Far from making front desk staff obsolete, PMS has made them busier and more valuable than ever before. The ever-expanding job description of the front desk staff now includes soliciting positive reviews from recent guests while responding to negative comments and reviews by unhappy guests. In fact, when front desk staff members have a brief respite, many of them are on their smartphones, not messaging their friends but responding to negative reviews posted online.

What’s driving this? Online reviews have replaced traditional word of mouth as the main vehicle for sharing both criticism and praise. But it’s the former that can do serious damage to your hotel. Consider the research that found that one negative review on page one of the search engine results will cause your hotel to lose 22 percent of potential guests. Some of the bigger hotel chains have PR and social media specialists, but for most other hotels the front desk staff is responsible for fielding complaints as well as leveraging positive reviews.

A PMS that includes reputation management integrations utilizes artificial intelligence that can monitor in real time whenever your hotel’s name is mentioned online and throughout the social media universe. Hotels and resorts that invest in a cloud-based PMS solution can ensure they are part of the social media conversation on an ongoing basis, enabling them to respond in real time to any criticism that threatens their hotel’s reputation and bottom line.

Share Information

Using their PMS, the front desk staff should take ownership of each customer’s guest profile and history, and in particular VIPs and rewards program members. They should know their favorite wine, entertainment preferences, birthday, and, most important of all, the reason for their visit. The key is not to keep this information in one person’s hands but to share it widely with all the staff so everyone is on the same page and equipped to provide personalized service to every client.

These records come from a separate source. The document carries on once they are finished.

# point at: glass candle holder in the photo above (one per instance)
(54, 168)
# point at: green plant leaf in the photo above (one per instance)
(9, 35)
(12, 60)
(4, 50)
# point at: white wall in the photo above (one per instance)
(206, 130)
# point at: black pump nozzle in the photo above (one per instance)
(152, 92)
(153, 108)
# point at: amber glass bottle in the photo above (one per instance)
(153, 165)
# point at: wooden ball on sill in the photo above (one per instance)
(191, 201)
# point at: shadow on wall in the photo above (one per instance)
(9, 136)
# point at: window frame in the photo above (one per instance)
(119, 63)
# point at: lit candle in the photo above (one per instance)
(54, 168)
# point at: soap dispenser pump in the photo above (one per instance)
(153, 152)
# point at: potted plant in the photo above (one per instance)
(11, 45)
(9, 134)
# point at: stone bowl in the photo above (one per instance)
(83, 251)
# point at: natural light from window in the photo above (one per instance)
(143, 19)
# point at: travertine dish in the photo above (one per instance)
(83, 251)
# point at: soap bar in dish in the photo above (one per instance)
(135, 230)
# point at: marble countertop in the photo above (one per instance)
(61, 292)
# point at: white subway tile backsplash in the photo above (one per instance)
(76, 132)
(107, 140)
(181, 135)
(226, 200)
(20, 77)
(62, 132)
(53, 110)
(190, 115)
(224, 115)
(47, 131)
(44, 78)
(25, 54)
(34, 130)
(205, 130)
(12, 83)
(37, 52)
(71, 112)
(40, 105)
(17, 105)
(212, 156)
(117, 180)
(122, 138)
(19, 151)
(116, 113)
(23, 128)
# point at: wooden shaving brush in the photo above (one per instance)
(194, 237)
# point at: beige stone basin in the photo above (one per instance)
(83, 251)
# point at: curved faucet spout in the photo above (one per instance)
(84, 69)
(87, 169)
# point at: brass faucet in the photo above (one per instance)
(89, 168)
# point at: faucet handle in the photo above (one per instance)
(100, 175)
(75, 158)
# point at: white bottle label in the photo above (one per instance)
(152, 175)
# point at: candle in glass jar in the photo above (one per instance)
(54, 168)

Another example of the interaction between technology and people can be seen when a hotel connects its PMS system with other functions like food-and-beverage and transportation. A member of the front desk staff can use their hotel’s PMS to communicate to the transportation desk that an airport pickup must be scheduled for a guest at 2:30 p.m. When a staff member knows that a particular guest can’t stand sour cream, he can easily remind the kitchen. And when a guest asks for a recommendation for an afternoon off the beaten path, hotels can leverage the collective knowledge of their staff by sharing the question via their PMS.

While many travelers are drawn to sophisticated, high-tech hotels, they also desire balance. They want a human connection, and increasingly, that’s the role of the front desk staff. PMS technology doesn’t replace the front desk staff, but rather frees them up to focus on developing and deepening guest relationships, as well as protecting their hotel’s reputation and other responsibilities they have assumed. In this new world, PMS technology and human beings work hand in hand, complementing each other and creating synergy that leads to new efficiencies, enhanced customer service, and bigger profit margins for hotels.